Subspace Swap Improvement Techniques for Finite Rate of Innovation Signal Reconstruction

Abstract

Finite rate of innovation (FRI) framework has been developed for sampling and reconstruction of a class of continuous non-bandlimited signals known as signals with FRI. This is achieved utilizing suitable sampling kernels and reconstruction techniques. The FRI framework has been extended to discrete-time sparse signals for reconstruction. However, some reconstruction algorithms tend to breakdown at certain signal-to-noise ratios (SNR) due to subspace swap. In this thesis, we propose novel strategies to improve reconstruction performance in the breakdown region. First, we propose a universal FRI scheme based on the error decrease detector criterion which enables reconstructing sparse signals with an unknown number of nonzero coefficients. The scheme accomplishes perfect reconstruction in the noiseless scenario. An extension of the scheme is presented for the noisy case.
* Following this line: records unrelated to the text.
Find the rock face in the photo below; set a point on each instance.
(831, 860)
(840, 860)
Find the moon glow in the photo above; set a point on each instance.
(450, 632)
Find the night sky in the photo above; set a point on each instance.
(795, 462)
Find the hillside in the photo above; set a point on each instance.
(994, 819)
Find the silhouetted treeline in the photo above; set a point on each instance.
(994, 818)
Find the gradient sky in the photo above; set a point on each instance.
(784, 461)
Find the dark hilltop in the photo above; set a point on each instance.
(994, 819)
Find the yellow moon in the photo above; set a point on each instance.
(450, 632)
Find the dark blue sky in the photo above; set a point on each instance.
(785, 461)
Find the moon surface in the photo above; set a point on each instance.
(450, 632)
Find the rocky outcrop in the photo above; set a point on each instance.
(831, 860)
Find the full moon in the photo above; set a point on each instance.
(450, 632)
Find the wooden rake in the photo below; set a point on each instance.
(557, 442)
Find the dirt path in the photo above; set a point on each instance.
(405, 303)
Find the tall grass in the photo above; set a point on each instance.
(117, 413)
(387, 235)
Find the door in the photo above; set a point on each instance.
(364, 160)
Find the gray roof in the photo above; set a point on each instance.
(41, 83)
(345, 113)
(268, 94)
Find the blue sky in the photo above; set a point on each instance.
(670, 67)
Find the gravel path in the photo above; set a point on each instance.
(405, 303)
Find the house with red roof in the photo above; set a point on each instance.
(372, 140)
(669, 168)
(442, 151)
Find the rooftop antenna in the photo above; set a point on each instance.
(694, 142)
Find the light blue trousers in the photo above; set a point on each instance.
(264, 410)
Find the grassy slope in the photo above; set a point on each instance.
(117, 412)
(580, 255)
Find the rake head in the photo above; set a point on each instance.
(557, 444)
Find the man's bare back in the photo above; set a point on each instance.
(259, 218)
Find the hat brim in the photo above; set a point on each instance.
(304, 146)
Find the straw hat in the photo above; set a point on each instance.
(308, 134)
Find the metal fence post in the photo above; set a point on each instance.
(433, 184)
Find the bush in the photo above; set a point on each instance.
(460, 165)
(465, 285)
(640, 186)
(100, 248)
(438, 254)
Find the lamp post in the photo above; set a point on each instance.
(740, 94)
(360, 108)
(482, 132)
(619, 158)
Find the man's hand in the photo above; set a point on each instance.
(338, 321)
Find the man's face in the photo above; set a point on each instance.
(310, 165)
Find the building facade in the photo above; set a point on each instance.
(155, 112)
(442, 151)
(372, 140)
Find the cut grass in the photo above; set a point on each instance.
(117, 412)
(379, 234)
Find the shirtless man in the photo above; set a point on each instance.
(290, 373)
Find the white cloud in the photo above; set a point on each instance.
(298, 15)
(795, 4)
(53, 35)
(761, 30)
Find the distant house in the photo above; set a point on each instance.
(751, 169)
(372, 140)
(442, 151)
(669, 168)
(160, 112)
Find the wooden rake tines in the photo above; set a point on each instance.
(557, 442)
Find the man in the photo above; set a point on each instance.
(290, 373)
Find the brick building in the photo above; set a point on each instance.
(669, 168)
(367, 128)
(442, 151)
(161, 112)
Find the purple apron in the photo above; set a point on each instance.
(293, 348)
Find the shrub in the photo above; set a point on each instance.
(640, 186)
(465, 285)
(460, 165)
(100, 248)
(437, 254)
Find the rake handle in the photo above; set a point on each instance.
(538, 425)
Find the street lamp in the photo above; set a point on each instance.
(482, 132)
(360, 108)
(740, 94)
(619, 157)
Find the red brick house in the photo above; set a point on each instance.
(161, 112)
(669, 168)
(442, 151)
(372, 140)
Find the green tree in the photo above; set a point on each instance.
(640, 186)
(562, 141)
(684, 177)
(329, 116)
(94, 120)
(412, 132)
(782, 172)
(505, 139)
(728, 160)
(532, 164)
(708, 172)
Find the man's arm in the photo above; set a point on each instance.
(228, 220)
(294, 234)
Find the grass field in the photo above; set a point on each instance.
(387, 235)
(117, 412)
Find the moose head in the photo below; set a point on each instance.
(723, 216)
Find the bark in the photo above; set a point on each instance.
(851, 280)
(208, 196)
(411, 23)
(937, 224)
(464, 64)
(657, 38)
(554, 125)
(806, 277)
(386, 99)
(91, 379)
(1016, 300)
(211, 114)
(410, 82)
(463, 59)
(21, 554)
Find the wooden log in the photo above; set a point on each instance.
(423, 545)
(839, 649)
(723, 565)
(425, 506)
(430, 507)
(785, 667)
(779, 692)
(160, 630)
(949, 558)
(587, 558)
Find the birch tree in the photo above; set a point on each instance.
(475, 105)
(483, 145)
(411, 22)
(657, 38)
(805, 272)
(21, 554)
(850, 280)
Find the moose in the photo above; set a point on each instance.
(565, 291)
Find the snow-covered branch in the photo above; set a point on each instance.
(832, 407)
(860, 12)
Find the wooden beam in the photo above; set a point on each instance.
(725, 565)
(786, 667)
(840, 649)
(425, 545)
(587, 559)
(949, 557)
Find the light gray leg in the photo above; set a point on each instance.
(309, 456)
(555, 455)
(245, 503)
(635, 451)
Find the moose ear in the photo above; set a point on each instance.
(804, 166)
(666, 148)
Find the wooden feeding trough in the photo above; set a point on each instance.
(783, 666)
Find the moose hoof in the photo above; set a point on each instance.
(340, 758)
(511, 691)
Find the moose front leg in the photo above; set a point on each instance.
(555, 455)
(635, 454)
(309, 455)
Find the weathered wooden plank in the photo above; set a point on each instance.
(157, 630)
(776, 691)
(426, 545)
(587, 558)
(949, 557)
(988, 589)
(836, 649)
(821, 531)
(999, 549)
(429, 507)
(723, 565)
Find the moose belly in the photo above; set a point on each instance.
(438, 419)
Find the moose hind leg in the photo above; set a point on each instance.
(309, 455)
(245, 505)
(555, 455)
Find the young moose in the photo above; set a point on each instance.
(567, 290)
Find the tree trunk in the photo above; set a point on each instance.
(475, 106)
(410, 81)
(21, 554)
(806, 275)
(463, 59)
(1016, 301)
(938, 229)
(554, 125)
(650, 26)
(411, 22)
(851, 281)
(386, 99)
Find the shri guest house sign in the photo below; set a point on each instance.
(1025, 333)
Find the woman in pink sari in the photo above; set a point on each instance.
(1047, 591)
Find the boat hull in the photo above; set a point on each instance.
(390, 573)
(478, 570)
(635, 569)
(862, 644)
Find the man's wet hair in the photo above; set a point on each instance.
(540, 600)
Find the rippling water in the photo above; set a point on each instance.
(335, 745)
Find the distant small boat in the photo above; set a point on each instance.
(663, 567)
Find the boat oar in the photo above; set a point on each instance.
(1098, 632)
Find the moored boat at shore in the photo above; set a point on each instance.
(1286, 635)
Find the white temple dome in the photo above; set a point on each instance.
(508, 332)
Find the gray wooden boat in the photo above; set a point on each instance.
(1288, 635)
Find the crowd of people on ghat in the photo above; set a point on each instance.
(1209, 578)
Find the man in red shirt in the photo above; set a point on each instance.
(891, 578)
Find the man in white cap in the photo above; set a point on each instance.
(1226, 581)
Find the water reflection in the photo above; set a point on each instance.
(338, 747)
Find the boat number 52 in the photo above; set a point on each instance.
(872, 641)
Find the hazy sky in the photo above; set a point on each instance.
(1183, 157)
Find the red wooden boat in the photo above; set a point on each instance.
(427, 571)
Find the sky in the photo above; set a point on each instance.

When compared to the conventional scheme, the proposed scheme exhibits improvements in performance in the breakdown SNR. In addition, an application of the proposed FRI scheme for reconstructing magnetic resonance imaging (MRI) and electrocardiogram (ECG) is demonstrated. Next, we propose a sparse-Prony method which avoids polynomial rootfinding for reconstructing streams of Diracs. The method produces perfect reconstruction in a noise-free environment. Extensive simulations are carried out to compare the performance of sparse-Prony with that of Prony’s and matrix pencil methods for noisy cases, and the results demonstrate superior performance of the sparse-Prony method. We also provide a residual neural network approach which iteratively works on the training data for reconstructing streams of Diracs. The simulation results on synthetic noisy data have shown better reconstruction performance in the breakdown region when compared with the Prony’s and matrix pencil methods. Finally, we introduce a novel technique to estimate seismic reflectivity signals using the FRI theory which helps determine the subsurface structure. The seismic data is modelled as a convolution between the Ricker wavelet and the FRI signal-a Dirac impulse train. The experimental results have demonstrated comparable reflectivity estimation performance with lesser data in the noiseless and medium to high SNR regimes.